Maggie with her eldest daughter when she was just 14 months old: ‘If she encounters anything on her long list of allergies, she can go into anaphylactic shock’
How does a mother cope with the knowledge that her child’s life is in constant danger? That’s the reality for award-winning novelist Maggie O’Farrell, who tells Natasha Poliszczuk how a terrifying ambulance ride inspired her to write her most personal story yet
Imagine living in a near-constant state of high alert, always wondering if your child is safe. Scanning every room as you walk in to see if anything in it could put her life in danger. Accepting that any idea you have of being in control is illusory. Anticipating that at any time, you could find yourself in the back of an ambulance, speeding towards the nearest hospital, willing your child to live as she gasps for breath and her body turns cold.

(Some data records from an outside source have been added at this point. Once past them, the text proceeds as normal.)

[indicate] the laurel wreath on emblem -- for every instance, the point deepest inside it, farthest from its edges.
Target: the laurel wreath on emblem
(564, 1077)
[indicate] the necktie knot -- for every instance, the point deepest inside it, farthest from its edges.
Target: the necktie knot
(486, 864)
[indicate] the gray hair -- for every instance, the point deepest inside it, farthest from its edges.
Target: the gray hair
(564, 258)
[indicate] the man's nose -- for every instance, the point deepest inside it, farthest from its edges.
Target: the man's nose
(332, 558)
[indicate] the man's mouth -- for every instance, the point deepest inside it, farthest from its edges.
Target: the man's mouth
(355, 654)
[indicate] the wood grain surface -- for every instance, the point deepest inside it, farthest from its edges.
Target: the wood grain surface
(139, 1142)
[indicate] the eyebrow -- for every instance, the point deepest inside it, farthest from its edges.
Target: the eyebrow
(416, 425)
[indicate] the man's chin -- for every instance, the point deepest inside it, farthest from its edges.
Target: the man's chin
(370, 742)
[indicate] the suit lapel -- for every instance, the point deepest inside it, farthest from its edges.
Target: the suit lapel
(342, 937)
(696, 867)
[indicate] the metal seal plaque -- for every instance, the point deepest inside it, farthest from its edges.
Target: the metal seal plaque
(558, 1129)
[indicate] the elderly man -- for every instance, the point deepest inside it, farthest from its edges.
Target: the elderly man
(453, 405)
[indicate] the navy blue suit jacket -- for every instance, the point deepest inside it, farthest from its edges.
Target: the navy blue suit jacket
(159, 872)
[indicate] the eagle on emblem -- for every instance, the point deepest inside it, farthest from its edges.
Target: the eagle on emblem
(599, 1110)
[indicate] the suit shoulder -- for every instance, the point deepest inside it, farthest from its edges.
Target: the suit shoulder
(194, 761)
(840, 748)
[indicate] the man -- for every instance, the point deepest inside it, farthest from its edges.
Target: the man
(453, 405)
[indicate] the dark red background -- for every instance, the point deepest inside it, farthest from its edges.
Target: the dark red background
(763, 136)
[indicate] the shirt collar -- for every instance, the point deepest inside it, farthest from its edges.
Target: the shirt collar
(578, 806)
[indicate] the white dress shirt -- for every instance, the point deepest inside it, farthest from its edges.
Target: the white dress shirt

This is, explains Maggie O’Farrell, the reality of anaphylaxis (a severe allergic reaction), which affects her 11-year-old daughter, who she prefers not to name publicly. They live in Edinburgh with Maggie’s husband, the novelist William Sutcliffe and their two other children, a 17-year-old son and eight-year-old daughter.
The allergy is incredibly complex, to say the least. Writing about her daughter’s illness in her 2017 memoir I Am, I Am, I Am: Seventeen Brushes with Death, Maggie put: ‘She was born, in 2009, with an immunology disorder, which means her immune system underreacts to some things and overreacts to others. Whereas my other children might get a cold, she will be knocked sideways, requiring hospitalisation, a respirator and a drip. If she encounters anything on the long list of things to which she is allergic, she can go into anaphylactic shock.’ And that list includes peanuts, sesame, bee and wasp stings, eggs and seeds, to name a few. Just one of these would be a worry for any parent. But Maggie explains the family are constantly vigilant and lucky to be surrounded by ‘wonderful’ people, including ‘every parent and child in my daughter’s class who look out for her’.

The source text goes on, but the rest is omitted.